My three loves. I absolutely love Dr. King and I’m inspired by his work. And I’m constantly reading about his work and reading his words and meditating on the wisdom that he brought to us in the world about creating the beloved community. Secondly, I absolutely love music if y’all can tell. And so, to be able to hear music and the celebration of gospel and spirituals, I have a particular affection for spirituals. And the third piece is to have an award that actually embraces the whole notion of a humanitarian award. I’m raising that because in this moment, we’re thinking that the work that I do, yes, I do political work. Black Voters Matter.
Our goal is how do we build this infrastructure to create independent Black political power. But ultimately for me, even democracy is a means to an end, not an end in itself. An end in itself, of what I believe is how do we center the love of humanity that I want you just to imagine with me, if you could just take a couple of seconds and close your eyes where you are in this moment.
I want you to close your eyes. And I want you to hear a question. I want you to hear this question with your heart.
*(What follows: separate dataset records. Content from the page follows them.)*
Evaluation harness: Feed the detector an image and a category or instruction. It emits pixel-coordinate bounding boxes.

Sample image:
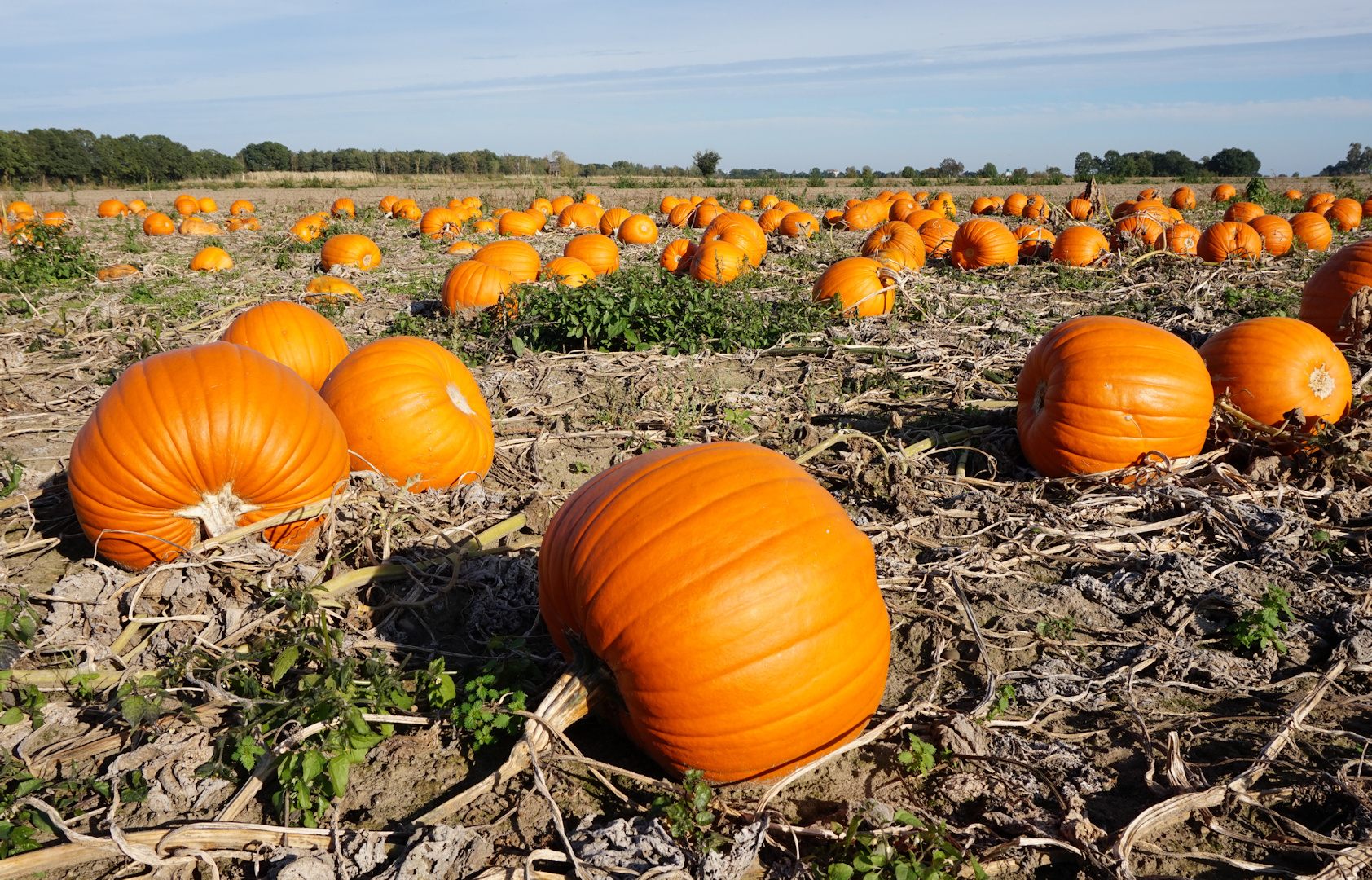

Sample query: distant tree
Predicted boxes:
[240,140,291,172]
[1205,147,1262,177]
[692,150,719,177]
I always ask this question and my question to you, what would this nation look like without racism? What would America look like if all human beings felt valued and respected? That is what I’m fighting for. Democracy is a means to an end but ultimately, imagine we create a nation that at the center of that is the love of humanity.
If we were taking an account the love of humanity, what would policy decisions look like? What would places of employment look like? What would education look like? And so, in this space, in this space, I just hope we understand that in this moment that we’re feeling discomfort, in this moment that there seems a sense of uncertainty. In this moment that we see the political polarization, at the end of the day it’s not our politics that will save us. It will be our humanity. And so, I’m hoping that we lean into this moment in the spirit of love and in the power of love.
And just as those 600 people on the Edmund Pettus Bridge were able to change the course of history knowing that they would be met with resistance, knowing that they would be beat, knowing that they didn’t have government on their side, they didn’t have a lot of resources. But what they had is they had a deep sense of their humanity and have the audacity to believe that they could change and transform the world through love.
And so, I stand here as a product of that work, and I leave you with
♪ Well the first thing I did right ♪
♪ was the day I started to fight. ♪
♪ Keep your eyes on the prize and hold on. ♪
♪ Hold on. ♪
Amen. Thank you so much for having me.